James, the father, stated: “It’s difficult for me to express how proud we are. It’s incredible to see what she’s been through and the zest for life she’s brought to every situation.”
Most children with leukemia respond to standard treatments, but this therapy may benefit up to a dozen children per year.
Alyssa is the first of ten people who will receive the drug as part of a clinical trial.
Dr. Robert Chiesa of Great Ormond Street Hospital’s bone marrow transplant department stated: “It’s incredibly exciting. This is obviously a new field in medicine, and it’s fascinating that we can redirect the immune system to fight cancer.”
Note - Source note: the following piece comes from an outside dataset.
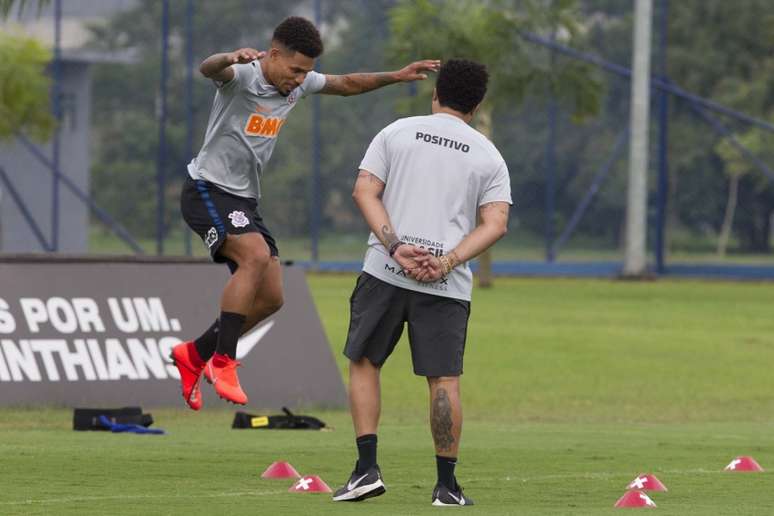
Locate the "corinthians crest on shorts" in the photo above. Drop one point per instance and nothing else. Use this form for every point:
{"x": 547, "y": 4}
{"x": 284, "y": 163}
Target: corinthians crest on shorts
{"x": 238, "y": 219}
However, the technology only scratches the surface of what base editing is capable of.
Dr. David Liu, one of the Broad Institute’s base editing inventors, told me it was “a little surreal” that people were being treated only six years after the technology was invented.
Each of Alyssa’s base edits involved breaking a section of genetic code so that it no longer worked. However, there are more nuanced applications in which, instead of turning off an instruction, you can repair a faulty one. For example, sickle-cell anaemia is caused by a single base change that can be corrected.
As a result, there are already trials of base editing in sickle cell disease, high cholesterol that runs in families, and the blood disorder beta-thalassemia.
Dr. Liu stated that the “therapeutic applications of base editing are just getting started,” and that it was “humbling to be a part of this era of therapeutic human gene editing,” as science was now taking “key steps toward taking control of our genomes.”